HydroScope AI

Dashboard layout
Architecture plan of HydroScope AI

Inspiration

Understanding underwater environments is extremely challenging because acoustic signals are complex, noisy, and difficult for humans to interpret. Traditional machine learning systems can classify targets, but they rarely explain their reasoning or communicate uncertainty. We wanted to build a system that not only predicts what is happening underwater but also helps operators trust and understand those predictions. That vision led to HydroScope AI.

What it does

HydroScope AI converts raw underwater acoustic inputs into structured, explainable intelligence.

Accepts sonar/audio recordings.
Predicts the most likely target category.
Estimates confidence and reliability.
Uses Gemini to translate model outputs into human-readable reasoning.
Provides safe fallback responses when certainty is low.
Enables decision support rather than just classification.

How we built it

We designed HydroScope AI as a modular intelligence pipeline.

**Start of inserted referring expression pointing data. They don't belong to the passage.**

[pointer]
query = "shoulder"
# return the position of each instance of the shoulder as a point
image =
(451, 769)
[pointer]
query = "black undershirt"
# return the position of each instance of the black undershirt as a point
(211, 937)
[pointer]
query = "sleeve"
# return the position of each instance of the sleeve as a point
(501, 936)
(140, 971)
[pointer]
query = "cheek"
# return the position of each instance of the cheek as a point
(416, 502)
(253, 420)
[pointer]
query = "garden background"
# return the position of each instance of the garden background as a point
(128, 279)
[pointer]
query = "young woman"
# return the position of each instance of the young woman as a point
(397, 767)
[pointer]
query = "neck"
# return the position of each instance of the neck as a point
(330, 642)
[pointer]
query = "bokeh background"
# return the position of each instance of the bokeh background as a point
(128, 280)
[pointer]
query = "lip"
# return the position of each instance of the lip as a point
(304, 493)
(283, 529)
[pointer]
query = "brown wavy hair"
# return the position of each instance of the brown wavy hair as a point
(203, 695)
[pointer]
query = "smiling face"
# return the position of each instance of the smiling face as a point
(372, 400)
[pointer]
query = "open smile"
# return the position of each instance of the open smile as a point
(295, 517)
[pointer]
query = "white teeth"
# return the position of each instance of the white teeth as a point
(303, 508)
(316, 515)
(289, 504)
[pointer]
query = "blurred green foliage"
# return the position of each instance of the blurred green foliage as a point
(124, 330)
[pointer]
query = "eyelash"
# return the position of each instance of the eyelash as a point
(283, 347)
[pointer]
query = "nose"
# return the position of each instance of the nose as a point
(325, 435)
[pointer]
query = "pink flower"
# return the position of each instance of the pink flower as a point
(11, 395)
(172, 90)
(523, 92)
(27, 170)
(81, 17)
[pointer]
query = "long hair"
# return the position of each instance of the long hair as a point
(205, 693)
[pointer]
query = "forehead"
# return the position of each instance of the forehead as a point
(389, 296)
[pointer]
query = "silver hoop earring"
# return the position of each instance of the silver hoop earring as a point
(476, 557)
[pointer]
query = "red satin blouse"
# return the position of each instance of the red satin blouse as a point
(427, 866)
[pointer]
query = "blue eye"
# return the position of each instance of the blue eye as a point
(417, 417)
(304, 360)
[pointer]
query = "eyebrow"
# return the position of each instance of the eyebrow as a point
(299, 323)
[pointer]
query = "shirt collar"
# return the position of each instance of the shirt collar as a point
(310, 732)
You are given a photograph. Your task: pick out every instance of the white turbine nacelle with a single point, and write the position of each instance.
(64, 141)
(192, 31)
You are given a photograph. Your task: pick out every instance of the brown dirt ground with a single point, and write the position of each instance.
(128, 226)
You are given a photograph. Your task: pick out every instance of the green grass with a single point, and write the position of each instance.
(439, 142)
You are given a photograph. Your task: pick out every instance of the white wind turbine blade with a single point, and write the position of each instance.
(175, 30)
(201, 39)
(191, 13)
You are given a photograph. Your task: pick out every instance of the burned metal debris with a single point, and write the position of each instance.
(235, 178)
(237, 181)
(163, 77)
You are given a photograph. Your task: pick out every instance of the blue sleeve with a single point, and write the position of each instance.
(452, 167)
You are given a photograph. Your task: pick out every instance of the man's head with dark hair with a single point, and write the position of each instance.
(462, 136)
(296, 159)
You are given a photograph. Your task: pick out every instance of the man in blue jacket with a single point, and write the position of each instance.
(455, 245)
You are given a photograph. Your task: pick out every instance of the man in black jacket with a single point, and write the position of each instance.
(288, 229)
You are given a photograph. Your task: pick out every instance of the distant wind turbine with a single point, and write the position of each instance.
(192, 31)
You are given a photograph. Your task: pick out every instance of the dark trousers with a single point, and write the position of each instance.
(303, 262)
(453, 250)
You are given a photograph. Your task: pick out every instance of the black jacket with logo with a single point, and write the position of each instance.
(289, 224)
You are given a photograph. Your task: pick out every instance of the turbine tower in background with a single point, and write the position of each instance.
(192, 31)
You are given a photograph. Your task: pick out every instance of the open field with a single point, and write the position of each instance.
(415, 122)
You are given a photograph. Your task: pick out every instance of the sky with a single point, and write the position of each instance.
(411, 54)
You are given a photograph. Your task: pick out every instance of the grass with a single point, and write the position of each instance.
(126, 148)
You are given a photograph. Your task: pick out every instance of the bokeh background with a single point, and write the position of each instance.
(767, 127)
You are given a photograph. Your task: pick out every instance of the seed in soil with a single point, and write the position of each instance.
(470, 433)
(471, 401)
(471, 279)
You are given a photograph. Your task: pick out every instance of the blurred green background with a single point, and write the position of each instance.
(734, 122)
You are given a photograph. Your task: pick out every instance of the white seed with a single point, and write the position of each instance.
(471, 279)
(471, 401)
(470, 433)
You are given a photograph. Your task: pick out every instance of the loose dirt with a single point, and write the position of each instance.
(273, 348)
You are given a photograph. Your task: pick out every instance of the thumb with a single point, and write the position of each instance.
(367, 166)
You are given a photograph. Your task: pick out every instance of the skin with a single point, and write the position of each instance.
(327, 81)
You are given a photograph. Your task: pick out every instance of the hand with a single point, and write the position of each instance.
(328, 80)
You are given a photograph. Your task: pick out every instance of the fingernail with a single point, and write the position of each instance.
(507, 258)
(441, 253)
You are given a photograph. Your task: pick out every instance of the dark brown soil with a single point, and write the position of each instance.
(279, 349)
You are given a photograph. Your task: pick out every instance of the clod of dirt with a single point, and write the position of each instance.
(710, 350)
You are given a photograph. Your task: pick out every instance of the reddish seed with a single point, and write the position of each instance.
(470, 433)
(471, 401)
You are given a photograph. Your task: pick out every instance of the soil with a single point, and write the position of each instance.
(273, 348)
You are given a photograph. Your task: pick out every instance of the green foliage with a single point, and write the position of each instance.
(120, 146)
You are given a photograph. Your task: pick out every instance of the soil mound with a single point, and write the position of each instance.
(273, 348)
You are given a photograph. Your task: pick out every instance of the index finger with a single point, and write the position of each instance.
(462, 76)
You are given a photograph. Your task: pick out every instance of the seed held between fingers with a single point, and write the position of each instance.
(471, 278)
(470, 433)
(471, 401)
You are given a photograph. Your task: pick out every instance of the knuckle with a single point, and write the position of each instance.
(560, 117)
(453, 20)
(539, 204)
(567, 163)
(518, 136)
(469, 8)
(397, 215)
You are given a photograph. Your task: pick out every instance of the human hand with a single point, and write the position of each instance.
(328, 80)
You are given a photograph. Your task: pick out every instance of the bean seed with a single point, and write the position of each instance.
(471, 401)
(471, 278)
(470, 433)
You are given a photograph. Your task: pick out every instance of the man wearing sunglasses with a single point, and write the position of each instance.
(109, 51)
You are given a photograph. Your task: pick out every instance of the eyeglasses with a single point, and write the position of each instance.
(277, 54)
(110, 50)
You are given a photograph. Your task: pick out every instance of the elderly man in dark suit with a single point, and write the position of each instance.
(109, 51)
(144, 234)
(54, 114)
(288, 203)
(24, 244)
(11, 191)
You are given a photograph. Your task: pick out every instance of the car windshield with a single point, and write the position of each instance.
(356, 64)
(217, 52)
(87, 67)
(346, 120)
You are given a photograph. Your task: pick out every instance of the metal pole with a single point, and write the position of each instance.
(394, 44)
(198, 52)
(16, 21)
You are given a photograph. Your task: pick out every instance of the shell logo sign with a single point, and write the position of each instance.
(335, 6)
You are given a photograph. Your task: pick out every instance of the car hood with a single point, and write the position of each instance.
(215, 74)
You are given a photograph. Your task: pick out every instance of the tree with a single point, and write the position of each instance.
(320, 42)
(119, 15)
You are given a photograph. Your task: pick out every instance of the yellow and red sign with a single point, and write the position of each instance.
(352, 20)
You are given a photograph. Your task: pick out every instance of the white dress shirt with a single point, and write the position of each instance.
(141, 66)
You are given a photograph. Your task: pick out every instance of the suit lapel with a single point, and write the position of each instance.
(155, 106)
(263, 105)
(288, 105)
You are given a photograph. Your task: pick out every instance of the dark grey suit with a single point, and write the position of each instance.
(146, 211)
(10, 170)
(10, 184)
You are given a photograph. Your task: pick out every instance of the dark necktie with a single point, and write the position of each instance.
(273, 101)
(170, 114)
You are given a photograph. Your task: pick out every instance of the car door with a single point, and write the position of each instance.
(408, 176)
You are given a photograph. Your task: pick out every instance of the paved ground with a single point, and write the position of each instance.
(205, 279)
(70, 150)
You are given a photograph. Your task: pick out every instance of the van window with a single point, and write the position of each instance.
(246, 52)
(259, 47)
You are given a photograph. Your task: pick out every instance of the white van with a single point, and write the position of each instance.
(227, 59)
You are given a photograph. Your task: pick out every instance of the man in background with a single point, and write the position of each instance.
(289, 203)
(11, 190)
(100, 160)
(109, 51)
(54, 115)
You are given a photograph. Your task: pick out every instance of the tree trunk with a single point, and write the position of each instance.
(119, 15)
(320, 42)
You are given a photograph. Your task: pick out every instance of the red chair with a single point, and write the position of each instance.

Audio data is passed through preprocessing and a CNN-based classification stage to generate predictions and confidence estimates. These outputs are then sent to Gemini, which produces natural-language explanations and operational insights. The backend was built using FastAPI, enabling real-time interaction and easy testing via APIs. We also structured responses so they can be logged, audited, and extended in future deployments.

Challenges we ran into

One of the biggest challenges was bridging numerical model outputs with meaningful human interpretation. Acoustic environments are highly variable, and low-confidence situations are common. We had to design the system to remain stable even when predictions are uncertain. Integrating multiple components — signal processing, inference logic, and LLM reasoning — into a reliable pipeline within hackathon time constraints was another major hurdle.

Accomplishments that we're proud of

We successfully built a working end-to-end prototype that demonstrates how explainable AI can enhance underwater target classification. Instead of stopping at probabilities, HydroScope AI communicates reliability, provides understandable summaries, and avoids system crashes by design. This transforms a research-style model into something closer to a deployable decision-support tool.

What we learned

We learned that accuracy alone is not enough. Trust, interpretability, and resilience are equally important in real-world AI systems. Large language models like Gemini are powerful collaborators that can convert raw outputs into knowledge that humans can act upon.

What's next for HydroScope AI

Next, we plan to incorporate real-time streaming from live sensors, richer environmental context, and interactive what-if simulations. We also aim to improve adaptive uncertainty modeling and create operator dashboards that visualize historical decisions. Our long-term goal is to build a full maritime intelligence assistant powered by AI.